'MERVE KAVAKÇI'NIN METALİK SOĞUKLUĞU!..'
ERTUĞRUL ÖZKÖK'ÜN HÜRRİYET'TEKİ YAZISI:Bir kadının metalik soğukluğu
TUHAFTIR, Bülent Ecevit’in vefatını öğrendiğim an gözümün önüne ilk gelen görüntülerden biri oydu.
O nedenle "Acaba o ne hissetmiştir" diye düşündüm.
En çok merak ettiğim şeylerden biri buydu.
Tabii aklımda birçok şey uçuşmuştu.
Karaoğlan’lı yıllar, onunla paylaştığım paylaşmadığım şeyler, özel ilişkilerim, 1980 öncesi, sonrası ve daha başka birçok şey.
Ama o görüntüyü hiçbir zaman unutamadım.
Merve Kavakçı, Türkiye Büyük Millet Meclisi’nin Genel Kurul Salonu’na doğru emin adımlarla yürüyor.
Milletvekillerinin çoğu paralize olmuş.
Bizler, televizyon başındaki insanlar öfkeyle izliyoruz.

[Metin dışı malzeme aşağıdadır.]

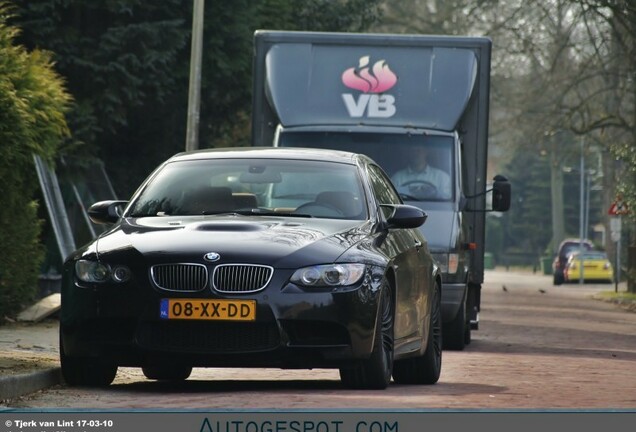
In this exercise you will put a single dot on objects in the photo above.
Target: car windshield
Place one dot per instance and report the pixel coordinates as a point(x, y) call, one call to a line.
point(420, 166)
point(589, 256)
point(253, 187)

İşte o sırada Ecevit ayağa kalkıyor ve hepimizin hafızasına kazınan konuşmayı yapıyor:
"Bu hanımefendiye haddini bildiriniz."
* * *
Acaba Merve Kavakçı, Ecevit’in ölümü hakkında ne düşünüyordu?
Ne düşündüğünü merak eden sadece ben değilmişim.
Yeni Şafak Gazetesi de aynı sorunun cevabını merak etmiş.
Gazetenin önceki günkü sayısının 12’nci sayfasında, alt taraflarda bir yerde çift sütunluk küçük bir haber vardı.
Merve Kavakçı’ya ne düşündüğünü sormuşlar.
Cevabı aynen şöyle:
"Dava en yüce mahkemeye intikal etmiştir. Şu aşamada başka bir şey söylemek uygun değildir."
İşte bu kadar kısa ve soğuk bir cevap.
Ben eskiden beri kadınların, öfkelerini ve nefretlerini koruma konusunda erkeklere göre çok daha az müsrif olduklarını düşünürüm.
Merve Kavakçı’nın cevabını okuyunca, işte bu metalik soğukluğu ruhumun derinlerinde hissettim.
Oysa Ecevit o gün, belki de siyasi tarihinin en önemli kararlarından ve eylemlerinden birini yapmıştı.
Bana göre, Kavakçı’nın salona girmesi, Türkiye Büyük Millet Meclisi’nde bir "sivil darbe girişimi"ydi.
Birilerinin, halkın gözündeki güvenilirliği ve karizması ile bu darbeyi önlemesi gerekiyordu.
Bu darbeyi o gün Bülent Ecevit önlemişti.
O sahne gözümün önünde bütün canlılığıyla hálá duruyor.
Ecevit’in o günkü direnişini, İspanya Parlamentosu’nu basan askere karşı direnen Meclis Başkanı’nın duruşuna çok benzetmiştim.
Cesaret ve kararlılık işte böyle anlarda gerekiyor.
Büyük siyasetçileri de böyle kararlar ve duruşlar yaratıyor.
* * *
O hareket Merve Kavakçı’nın siyasi hayatının sonu oldu.
O gün darbe başarılsaydı, Türkiye’de neyin nereye gideceğini kimse bilemezdi.
Merve Kavakçı silindi gitti.
Ama demek ki içindeki o metalik duygusuzluk, bütün soğukluğuyla devam ediyormuş.
Merak ettiğim tek cümlenin bende yarattığı duygu bu oldu.